Ach ja: Ich war am Samstag zu Gast bei einer arabischen Hochzeit. Dreimal war sie seit Mai vergangenen Jahres verschoben worden, wegen Corona. Jetzt hat der Brautvater 250 doppelt geimpfte Gäste eingeladen und will nicht nochmals verschieben. Einige Angehörige können nicht dabei sein, sie leben in der Westbank. Eine palästinensische Hochzeitsband begleitet das Brautpaar, wie es mit den Gästen in die orthodoxe Kirche des Elias-Klosters und später in den Festsaal hineintanzt. Trommeln, Pauken, Gesang und … drei Dudelsäcke, virtuos gespielt. Aber ja, hier war einmal britisches Mandatsgebiet, hier gab’s auch Schotten, denke ich. Lachend, lärmend, überschäumend fröhlich geht es in den Abend. Alle haben sich auf das Schönste herausgeputzt und sind supergut gelaunt.
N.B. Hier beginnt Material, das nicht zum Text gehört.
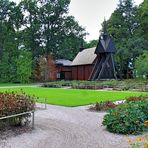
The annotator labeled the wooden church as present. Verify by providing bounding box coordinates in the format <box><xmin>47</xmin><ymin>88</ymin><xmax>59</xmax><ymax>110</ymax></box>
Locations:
<box><xmin>54</xmin><ymin>20</ymin><xmax>117</xmax><ymax>81</ymax></box>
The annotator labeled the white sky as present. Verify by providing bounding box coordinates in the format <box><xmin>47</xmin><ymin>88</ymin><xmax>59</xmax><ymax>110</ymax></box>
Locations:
<box><xmin>13</xmin><ymin>0</ymin><xmax>144</xmax><ymax>42</ymax></box>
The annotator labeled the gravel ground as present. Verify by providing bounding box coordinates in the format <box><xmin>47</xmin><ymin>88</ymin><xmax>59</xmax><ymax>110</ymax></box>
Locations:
<box><xmin>0</xmin><ymin>104</ymin><xmax>147</xmax><ymax>148</ymax></box>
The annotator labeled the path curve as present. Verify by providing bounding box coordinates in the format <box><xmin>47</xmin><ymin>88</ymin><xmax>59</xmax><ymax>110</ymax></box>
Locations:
<box><xmin>0</xmin><ymin>104</ymin><xmax>147</xmax><ymax>148</ymax></box>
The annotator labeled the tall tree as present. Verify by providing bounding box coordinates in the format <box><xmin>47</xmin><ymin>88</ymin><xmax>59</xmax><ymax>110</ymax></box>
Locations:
<box><xmin>19</xmin><ymin>0</ymin><xmax>86</xmax><ymax>60</ymax></box>
<box><xmin>0</xmin><ymin>0</ymin><xmax>19</xmax><ymax>82</ymax></box>
<box><xmin>106</xmin><ymin>0</ymin><xmax>144</xmax><ymax>78</ymax></box>
<box><xmin>0</xmin><ymin>0</ymin><xmax>86</xmax><ymax>82</ymax></box>
<box><xmin>136</xmin><ymin>0</ymin><xmax>148</xmax><ymax>42</ymax></box>
<box><xmin>19</xmin><ymin>0</ymin><xmax>41</xmax><ymax>58</ymax></box>
<box><xmin>38</xmin><ymin>0</ymin><xmax>86</xmax><ymax>59</ymax></box>
<box><xmin>58</xmin><ymin>16</ymin><xmax>86</xmax><ymax>60</ymax></box>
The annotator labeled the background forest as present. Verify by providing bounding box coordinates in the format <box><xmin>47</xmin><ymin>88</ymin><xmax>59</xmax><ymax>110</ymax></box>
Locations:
<box><xmin>0</xmin><ymin>0</ymin><xmax>147</xmax><ymax>83</ymax></box>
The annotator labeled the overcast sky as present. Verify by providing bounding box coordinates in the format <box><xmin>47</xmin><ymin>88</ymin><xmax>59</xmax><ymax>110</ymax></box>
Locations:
<box><xmin>13</xmin><ymin>0</ymin><xmax>144</xmax><ymax>41</ymax></box>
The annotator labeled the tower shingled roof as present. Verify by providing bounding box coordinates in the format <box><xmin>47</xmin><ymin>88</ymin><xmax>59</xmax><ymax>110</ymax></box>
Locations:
<box><xmin>95</xmin><ymin>20</ymin><xmax>116</xmax><ymax>54</ymax></box>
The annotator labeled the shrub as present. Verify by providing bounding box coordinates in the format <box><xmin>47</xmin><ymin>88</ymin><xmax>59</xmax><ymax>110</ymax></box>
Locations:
<box><xmin>42</xmin><ymin>83</ymin><xmax>62</xmax><ymax>88</ymax></box>
<box><xmin>41</xmin><ymin>80</ymin><xmax>147</xmax><ymax>92</ymax></box>
<box><xmin>103</xmin><ymin>100</ymin><xmax>148</xmax><ymax>134</ymax></box>
<box><xmin>126</xmin><ymin>96</ymin><xmax>148</xmax><ymax>102</ymax></box>
<box><xmin>89</xmin><ymin>101</ymin><xmax>117</xmax><ymax>111</ymax></box>
<box><xmin>0</xmin><ymin>92</ymin><xmax>35</xmax><ymax>128</ymax></box>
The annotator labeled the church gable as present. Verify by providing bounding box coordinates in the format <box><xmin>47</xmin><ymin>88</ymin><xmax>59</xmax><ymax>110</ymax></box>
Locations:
<box><xmin>71</xmin><ymin>47</ymin><xmax>97</xmax><ymax>66</ymax></box>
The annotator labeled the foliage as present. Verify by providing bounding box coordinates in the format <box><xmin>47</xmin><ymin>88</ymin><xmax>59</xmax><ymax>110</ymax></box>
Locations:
<box><xmin>106</xmin><ymin>0</ymin><xmax>147</xmax><ymax>78</ymax></box>
<box><xmin>89</xmin><ymin>101</ymin><xmax>117</xmax><ymax>111</ymax></box>
<box><xmin>0</xmin><ymin>0</ymin><xmax>19</xmax><ymax>82</ymax></box>
<box><xmin>18</xmin><ymin>0</ymin><xmax>86</xmax><ymax>59</ymax></box>
<box><xmin>0</xmin><ymin>92</ymin><xmax>35</xmax><ymax>117</ymax></box>
<box><xmin>0</xmin><ymin>51</ymin><xmax>18</xmax><ymax>83</ymax></box>
<box><xmin>0</xmin><ymin>50</ymin><xmax>32</xmax><ymax>83</ymax></box>
<box><xmin>43</xmin><ymin>83</ymin><xmax>62</xmax><ymax>88</ymax></box>
<box><xmin>0</xmin><ymin>0</ymin><xmax>147</xmax><ymax>82</ymax></box>
<box><xmin>42</xmin><ymin>79</ymin><xmax>147</xmax><ymax>91</ymax></box>
<box><xmin>103</xmin><ymin>100</ymin><xmax>148</xmax><ymax>134</ymax></box>
<box><xmin>0</xmin><ymin>92</ymin><xmax>35</xmax><ymax>128</ymax></box>
<box><xmin>137</xmin><ymin>0</ymin><xmax>148</xmax><ymax>41</ymax></box>
<box><xmin>135</xmin><ymin>51</ymin><xmax>148</xmax><ymax>79</ymax></box>
<box><xmin>127</xmin><ymin>137</ymin><xmax>148</xmax><ymax>148</ymax></box>
<box><xmin>37</xmin><ymin>56</ymin><xmax>49</xmax><ymax>82</ymax></box>
<box><xmin>126</xmin><ymin>96</ymin><xmax>148</xmax><ymax>102</ymax></box>
<box><xmin>0</xmin><ymin>0</ymin><xmax>86</xmax><ymax>83</ymax></box>
<box><xmin>16</xmin><ymin>51</ymin><xmax>32</xmax><ymax>83</ymax></box>
<box><xmin>85</xmin><ymin>40</ymin><xmax>98</xmax><ymax>48</ymax></box>
<box><xmin>0</xmin><ymin>52</ymin><xmax>11</xmax><ymax>82</ymax></box>
<box><xmin>0</xmin><ymin>87</ymin><xmax>147</xmax><ymax>107</ymax></box>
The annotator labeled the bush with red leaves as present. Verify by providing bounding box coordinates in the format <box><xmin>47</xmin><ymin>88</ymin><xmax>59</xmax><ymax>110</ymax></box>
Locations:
<box><xmin>89</xmin><ymin>101</ymin><xmax>117</xmax><ymax>111</ymax></box>
<box><xmin>0</xmin><ymin>92</ymin><xmax>35</xmax><ymax>128</ymax></box>
<box><xmin>126</xmin><ymin>96</ymin><xmax>148</xmax><ymax>102</ymax></box>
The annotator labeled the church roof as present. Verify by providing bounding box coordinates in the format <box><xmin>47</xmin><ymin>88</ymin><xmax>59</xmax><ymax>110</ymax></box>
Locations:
<box><xmin>71</xmin><ymin>47</ymin><xmax>97</xmax><ymax>66</ymax></box>
<box><xmin>55</xmin><ymin>59</ymin><xmax>72</xmax><ymax>66</ymax></box>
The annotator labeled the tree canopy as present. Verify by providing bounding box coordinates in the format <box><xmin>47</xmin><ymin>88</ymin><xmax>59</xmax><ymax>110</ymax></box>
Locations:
<box><xmin>106</xmin><ymin>0</ymin><xmax>147</xmax><ymax>78</ymax></box>
<box><xmin>0</xmin><ymin>0</ymin><xmax>86</xmax><ymax>82</ymax></box>
<box><xmin>0</xmin><ymin>0</ymin><xmax>147</xmax><ymax>82</ymax></box>
<box><xmin>135</xmin><ymin>51</ymin><xmax>148</xmax><ymax>79</ymax></box>
<box><xmin>85</xmin><ymin>0</ymin><xmax>147</xmax><ymax>79</ymax></box>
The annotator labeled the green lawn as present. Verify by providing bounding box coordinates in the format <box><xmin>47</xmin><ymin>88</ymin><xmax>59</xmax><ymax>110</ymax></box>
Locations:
<box><xmin>0</xmin><ymin>87</ymin><xmax>147</xmax><ymax>107</ymax></box>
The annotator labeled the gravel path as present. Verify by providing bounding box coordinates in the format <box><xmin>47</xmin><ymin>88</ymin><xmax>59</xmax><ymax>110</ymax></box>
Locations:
<box><xmin>0</xmin><ymin>104</ymin><xmax>147</xmax><ymax>148</ymax></box>
<box><xmin>0</xmin><ymin>85</ymin><xmax>40</xmax><ymax>88</ymax></box>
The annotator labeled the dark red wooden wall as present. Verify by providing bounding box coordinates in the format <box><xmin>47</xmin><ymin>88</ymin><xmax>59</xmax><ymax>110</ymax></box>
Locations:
<box><xmin>55</xmin><ymin>64</ymin><xmax>94</xmax><ymax>81</ymax></box>
<box><xmin>56</xmin><ymin>65</ymin><xmax>72</xmax><ymax>80</ymax></box>
<box><xmin>71</xmin><ymin>65</ymin><xmax>93</xmax><ymax>80</ymax></box>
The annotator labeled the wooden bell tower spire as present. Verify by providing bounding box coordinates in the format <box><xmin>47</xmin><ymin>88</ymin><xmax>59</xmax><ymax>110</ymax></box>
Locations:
<box><xmin>89</xmin><ymin>19</ymin><xmax>117</xmax><ymax>80</ymax></box>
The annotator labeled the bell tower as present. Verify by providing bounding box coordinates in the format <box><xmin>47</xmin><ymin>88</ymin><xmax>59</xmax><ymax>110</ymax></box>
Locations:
<box><xmin>89</xmin><ymin>20</ymin><xmax>117</xmax><ymax>80</ymax></box>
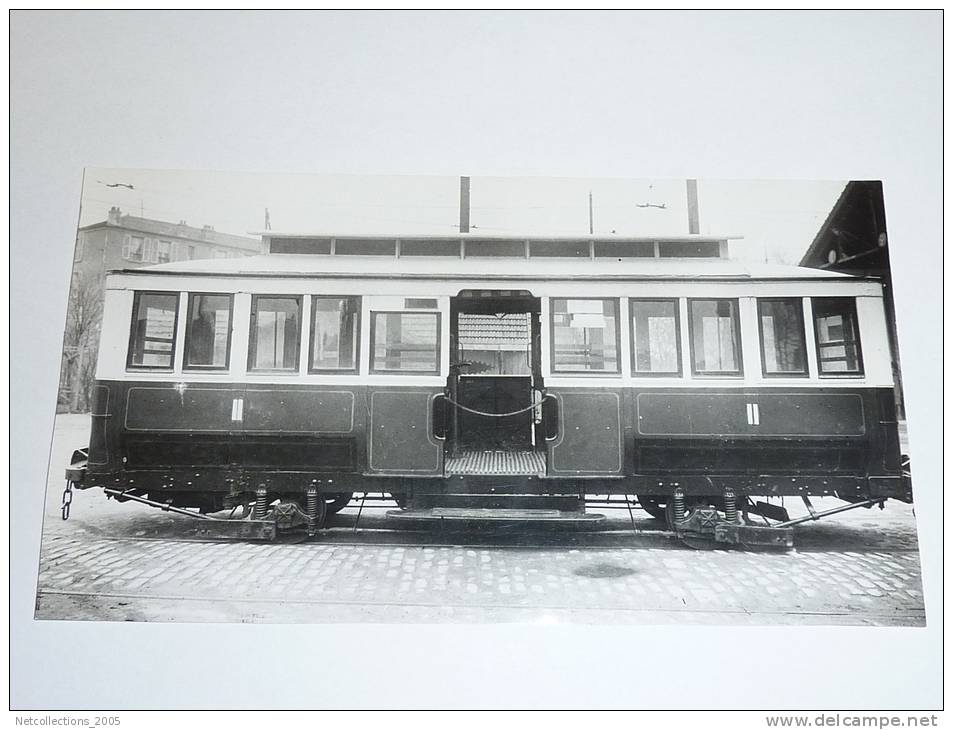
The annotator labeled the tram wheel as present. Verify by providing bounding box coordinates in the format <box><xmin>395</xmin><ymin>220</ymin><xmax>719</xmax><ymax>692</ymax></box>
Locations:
<box><xmin>325</xmin><ymin>492</ymin><xmax>354</xmax><ymax>514</ymax></box>
<box><xmin>636</xmin><ymin>494</ymin><xmax>667</xmax><ymax>521</ymax></box>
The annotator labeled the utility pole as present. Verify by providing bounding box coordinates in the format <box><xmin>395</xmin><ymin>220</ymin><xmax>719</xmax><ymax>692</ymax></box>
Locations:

Es wird gegessen, getrunken, getanzt und ausgelassen gefeiert, dass es nur so kracht.

Hochzeit in Jerusalem
Foto: Joachim Lenz
 

Stop! Es kracht gerade nicht. Die Feier findet am Rande Jerusalems statt, wohin die Raketen der Hamas nicht reichen und wo die Hooligans beider Seiten nicht auflaufen. Hier werden das Leben und die Liebe gefeiert, Raketen und Bomben fliegen 80km weiter westlich. Da sind Angst und Elend und da wächst der Hass. Nach Mitternacht gehe ich heim, durch die verlassenen Gassen der Altstadt. Das soll man nicht tun, hat die Botschaft gesagt. Aber erstens ist alles still und zweitens wohne ich hier. Als ich später im Bett liege, höre ich Flugzeuge. Das müssen Militärjets sein, denke ich, zivil fliegt nichts in der Nähe von Jerusalem. Ich schlafe problemlos ein.

Es ist verstörend hier in diesen Tagen. Das Wort gehört eigentlich nicht zu meinem aktiven Wortschatz, ein besseres fällt mit aber nicht ein: Es ist verstörend! Der aktuelle Gewaltausbruch wird hoffentlich bald vorüber sein. Der Nahostkonflikt bleibt. Viele Menschen im Lande haben sich offenbar daran gewöhnt, bei anderen wächst der Hass. Wie soll es da besser werden? Himmel, hilf!